Music
Diary of a Mad Composer
River-run, past ghosts and memories—that kind of feeling haunted me on a damp, chilly night in mid-January, stepping out of the premiere of Kamala Sankaram’s strong opera, Thumbprint, then rushing down to the NYU Law Library to check in for Winter JazzFest.
This is my second go-round in New York City, the first was back in the mid-1980s. One steamy August night almost 30 years ago, I had a meal at El Sombrero—is it still around?—went around the corner to a tiny theater for a performance of Genet’s The Balcony, then capped off the night at the Knitting Factory—the original one on Houston—with a show by the Sun Ra Arkestra. I was making nothing at the time, but had won tickets to hear the band (and see the dancers) by being something like the fourth caller in to WKCR. From a landline.
And because I’m wool-gathering, I remember another time at the Knitting Factory, out to see Steve Lacy give a solo concert. His wife Irene Aebi was looking for the way backstage. I knew it, because I had played there, and showed her. Still another time, even earlier, I was in Patelson’s, the sheet music store—which most definitely is not there anymore. It was the day after an evening of my annual pilgrimage to Sweet Basil’s—that’s gone too—to hear Lacy’s Sextet, and there was Aebi, browsing the bins. I congratulated her on how great the band sounded. She seemed surprised but smiled, thanked me, and went off to pay for a set of Hugo Wolf lieder.
The concert-going life is an odd thing. Listening to recordings is such a different experience from hearing music live. The package the recording is in is always there on the shelf, or now in the digital library, carted from home to home. Concerts are things that drift around the mind, and holding onto ticket stubs and playbills does little to connect you to the time, the place, the journey there and back, with company or alone.
JazzFest is dense with jazz—no concessions to pop headliners like you find at other jazz festivals; the range is from the mainstream to the avant-garde—and geographically compact. Heading to and from SubCulture, I found myself passing Bleecker and LaGuardia, where I used to go all the time to hear Lance Hayward play the piano at the Village Corner. It’s a generic Irish bar now. It was the only place where I could afford to both hear music and drink, and Hayward was a fine musician. Blind since birth, he had a watch with a face that flipped up, and he would feel where the hands were to check for his break time. He died shortly before I moved off to San Francisco.
At JazzFest: Darcy James Argue’s Secret Society playing his Brooklyn Babylon music, the music now lived-in, with a fluid sound and rich expression; Mary Halvorson following up her great Illusionary Sea, the best jazz release of 2013, with exciting and as-yet-unnamed new material; a challenging, mysterious, and immersive set from Nate Wooley’s Seven Storey Mountain; the accomplished anarchy of Mostly Other People Do the Killing; a set from the violin/piano duo of Mark Feldman and Sylvie Courvoisier that was some of the finest blend of compositional thinking and improvisation that I have ever heard; and new music from Henry Threadgill—one last memory: Threadgill driving me home after I saw him play hard bop at the West End Café, because we both lived in Fort Greene.

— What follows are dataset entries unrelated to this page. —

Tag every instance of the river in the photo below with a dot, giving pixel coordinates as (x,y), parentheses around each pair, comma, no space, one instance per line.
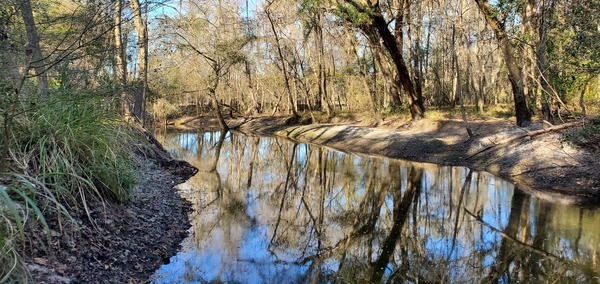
(270,210)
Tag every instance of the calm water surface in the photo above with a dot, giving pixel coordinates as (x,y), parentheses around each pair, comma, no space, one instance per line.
(268,210)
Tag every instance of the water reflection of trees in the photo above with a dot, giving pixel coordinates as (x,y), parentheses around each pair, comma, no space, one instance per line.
(349,218)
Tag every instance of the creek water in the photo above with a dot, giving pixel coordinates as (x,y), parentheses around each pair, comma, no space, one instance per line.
(270,210)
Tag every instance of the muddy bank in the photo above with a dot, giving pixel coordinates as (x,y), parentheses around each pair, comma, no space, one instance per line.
(542,165)
(119,243)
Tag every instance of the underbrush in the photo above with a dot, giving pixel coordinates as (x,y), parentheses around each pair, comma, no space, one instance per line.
(58,155)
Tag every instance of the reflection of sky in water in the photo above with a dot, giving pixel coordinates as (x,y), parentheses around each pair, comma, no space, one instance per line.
(232,239)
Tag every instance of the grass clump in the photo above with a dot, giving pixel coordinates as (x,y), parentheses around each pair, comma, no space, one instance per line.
(79,147)
(58,156)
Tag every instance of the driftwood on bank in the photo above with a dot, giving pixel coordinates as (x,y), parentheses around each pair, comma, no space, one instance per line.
(154,150)
(527,134)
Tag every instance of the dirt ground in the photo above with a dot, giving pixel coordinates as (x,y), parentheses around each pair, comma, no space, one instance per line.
(542,165)
(124,243)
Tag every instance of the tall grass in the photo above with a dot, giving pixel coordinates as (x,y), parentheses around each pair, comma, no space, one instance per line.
(64,153)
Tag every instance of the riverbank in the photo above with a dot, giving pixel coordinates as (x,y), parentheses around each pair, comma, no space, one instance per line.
(118,243)
(542,165)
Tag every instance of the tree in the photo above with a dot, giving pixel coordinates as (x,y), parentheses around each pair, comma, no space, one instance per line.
(141,31)
(515,73)
(33,49)
(369,18)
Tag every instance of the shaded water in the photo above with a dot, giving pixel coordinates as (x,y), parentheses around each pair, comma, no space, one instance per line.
(269,210)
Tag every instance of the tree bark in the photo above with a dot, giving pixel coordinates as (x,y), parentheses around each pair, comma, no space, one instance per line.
(515,76)
(141,30)
(120,59)
(282,60)
(33,46)
(415,101)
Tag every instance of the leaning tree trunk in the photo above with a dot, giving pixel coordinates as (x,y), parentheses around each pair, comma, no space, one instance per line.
(415,101)
(33,47)
(283,66)
(121,61)
(515,75)
(141,30)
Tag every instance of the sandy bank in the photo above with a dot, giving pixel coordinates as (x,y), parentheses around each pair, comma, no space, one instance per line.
(543,165)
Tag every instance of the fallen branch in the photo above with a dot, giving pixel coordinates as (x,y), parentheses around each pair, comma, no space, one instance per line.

The music was in remembrance of Butch Morris, “Old Locks and Irregular Verbs,” for a group Threadgill called Ensemble Double-Up: Roman Filiu and Curtis Macdonald, alto saxes; Jason Moran and David Virelles, pianos; Christopher Hoffman on cello; José Dávila playing tuba; and Craig Weinrib at the drum kit. Thread didn’t play but conducted a bit. There was some complaining in my Twitter feed about the music being nothing new, though it was new, with old roots, the sound and organization reaching back to his Very Very Circus bands. “Old Locks” synthesized that by fitting Double-Up to his current, blindingly brilliant way of organizing harmony and effectively stretching it into a long form. The notes aren’t new, it’s where they go. It was powerful, lovely, meditative, and bluesy. Virelles played some fantastic piano.
Keep your memories; kill your memories. Be loving and irreverent, the essentials for getting someplace new. Mats Gustafsson is going to piss off a lot of people with his excellent new disc from the Thing, BOOT!. The first track is Coltrane’s “India,” and he attacks it with aggressive bass saxophone playing, Ingebrigt Håker Flaten and Paal Nilssen-Love thrashing around on electric bass and drums. It’s exhilarating. Coltrane is responsible for Gustafsson, and the latter loves the former, but even Jesus said you’ve got to ditch your father if you want to believe.
I’m not sure if there’s as much love in Xiu Xiu. Maybe it’s hipster enthusiasm in place of self-effacing devotion. Nina Simone is one of the greats, but the new Xiu Xiu disc, Nina, loves itself, not her. Simone could sing a song; frontman Jamie Stewart can’t do much more than shudder—how is it anyone finds him intense? He makes everything, from “Don’t Explain” to “Pirate Jenny,” sound exactly, unpleasantly the same. It would be a joke, except he expects people to pay for it. Don’t.